Because eventually you have to acquire some kind of knowledge to continue to produce novelty, it means that novelty search is a kind of information accumulator about the world in which it takes place. The longer the search progresses, the more information about the world it ends up accumulating. And of course information and complexity go hand in hand—more complex behaviors require more information.
(Stanley, Lehman, 2015. Why Greatness Cannot Be Planned)
In fact, evolution itself is a kind of non-objective search, in the same family of algorithms as novelty search.
…nature is a stepping stone collector, accumulating steps towards ever-more complicated novelties, marching onward onto the mist-cloaked lake of possible-life-forms, heading eternally both everywhere and nowhere in particular. That’s the signature, now increasingly familiar, of processes that produce amazing innovations.

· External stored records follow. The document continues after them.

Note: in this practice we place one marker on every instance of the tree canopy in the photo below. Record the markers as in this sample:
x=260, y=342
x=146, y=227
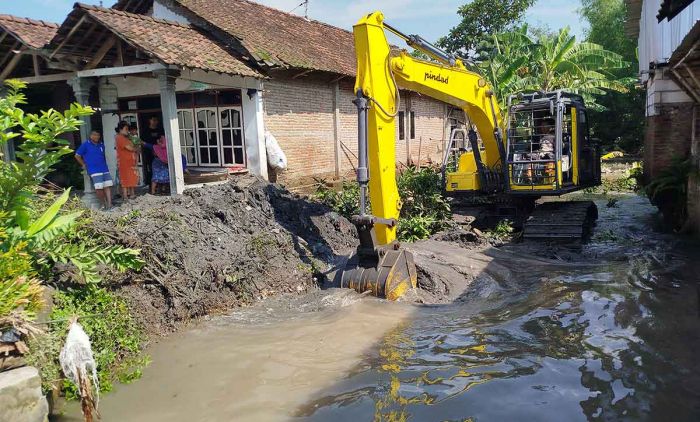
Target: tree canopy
x=480, y=19
x=517, y=61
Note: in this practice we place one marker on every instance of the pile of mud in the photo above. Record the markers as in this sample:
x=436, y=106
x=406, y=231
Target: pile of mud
x=222, y=246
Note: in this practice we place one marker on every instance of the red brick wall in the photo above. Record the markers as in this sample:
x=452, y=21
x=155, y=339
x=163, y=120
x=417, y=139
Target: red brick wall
x=300, y=113
x=694, y=183
x=668, y=134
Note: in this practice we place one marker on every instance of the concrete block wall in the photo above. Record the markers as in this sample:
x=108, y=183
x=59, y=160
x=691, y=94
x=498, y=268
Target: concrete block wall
x=694, y=181
x=21, y=399
x=301, y=113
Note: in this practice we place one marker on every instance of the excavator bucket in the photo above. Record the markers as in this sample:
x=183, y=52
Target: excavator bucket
x=387, y=272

(Stanley, Lehman, 2015. Why Greatness Cannot Be Planned)
Stepping stones are also combinatorial. Each new stepping stone we discover expands our potential to find even more stepping stones. Collecting stepping stones is a luck maximization algorithm. By collecting and combining stepping stones, we might arrive at our destination by accident, or somewhere more interesting!
Collecting stepping stones isn’t like pursuing an objective because the stepping stones… don’t lead to somewhere in particular. Rather, they are the road to everywhere. To arrive somewhere remarkable, we must be willing to hold many paths open without knowing where they might lead.
(Stanley, Lehman, 2015. Why Greatness Cannot Be Planned, ch 4.)
What if we reimagine note-taking through this lens? Every note you take is a stepping stone, expanding your combinatorial space of possibility.
From this point of view, Subconscious is about building a stepping stone collector. Geists, search-or-create, backlinks… every feature we are building toward is aimed at collecting and combing stepping stones to generate yet more stepping stones. A serendipity engine.

In other news…
Programmable notes: Maggie Appleton explores the idea of notes-as-software. It touches on Subconscious, as well as many other threads we’ve pulled on here, including SCAMPER and Oblique Strategies. It’s great!
Subconscious Alpha 0.0.3 is rolling out with fixes to focus management, animations, and markup rendering. Thanks for the helpful bug reports! “I’ve got to admit it’s getting better, a little better all the time.”
ObservableStore 0.1.0 (new open source release). We’ve been developing this little Elm-like store as the backbone for Subconscious. This release includes new features, refactors, and improvements, based on what we’ve been learning from using it in what is becoming a nontrivial codebase. The new helpers for composing update functions are getting a workout in our code.